На четвертом этаже лифт остановился, и в него зашел Бакуго с рюкзаком, в котором, как предполагал Тодороки, находилась рабочая одежда. Разве что белая форменная рубашка, расстегнутая на две пуговицы (да это издевательство какое-то!), оказалась надета на него.
Доехали в молчании.
На первом этаже велся активный спор о новой деятельности Каминари, который на полном серьезе заявлял о скором успехе канала. Энтузиазм одноклассника подхватывал жестикулирующий Иида, тогда как остальные сидели со смиренными выражениями лиц, убеждая себя в том, что они прошли вместе через многое, так что и через это пройдут.

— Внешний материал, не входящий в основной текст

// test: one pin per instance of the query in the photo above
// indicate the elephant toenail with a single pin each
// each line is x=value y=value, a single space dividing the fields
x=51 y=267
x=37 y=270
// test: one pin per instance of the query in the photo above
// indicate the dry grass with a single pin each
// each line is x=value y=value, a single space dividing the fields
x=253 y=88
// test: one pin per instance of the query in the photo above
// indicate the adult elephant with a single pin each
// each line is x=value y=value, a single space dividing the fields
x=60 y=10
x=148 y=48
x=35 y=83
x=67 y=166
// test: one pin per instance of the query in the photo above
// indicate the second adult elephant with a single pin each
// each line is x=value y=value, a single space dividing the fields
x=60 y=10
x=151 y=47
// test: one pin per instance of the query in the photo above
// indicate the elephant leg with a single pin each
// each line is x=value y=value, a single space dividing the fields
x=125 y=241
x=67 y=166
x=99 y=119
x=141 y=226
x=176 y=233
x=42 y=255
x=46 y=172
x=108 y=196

— Хм-м, — протянула Ашидо, держащая в руках пачку чипсов и сидящая на спинке дивана, когда Бакуго пришлось остановиться, чтобы послать нахрен своего увлекшегося друга. — Бакуго, почему от тебя пахнет цветами?
Спор стих. Несколько пар глаз метнулись в сторону замершего, напрягшегося Бакуго, крепче стиснувшего лямку рюкзака. Он знал лишь один универсальный выход из всех ситуаций (кричи и сваливай), но подсознательно чувствовал, что сейчас пользоваться им все равно что лично подбрасывать дрова в костер разгорающегося интереса.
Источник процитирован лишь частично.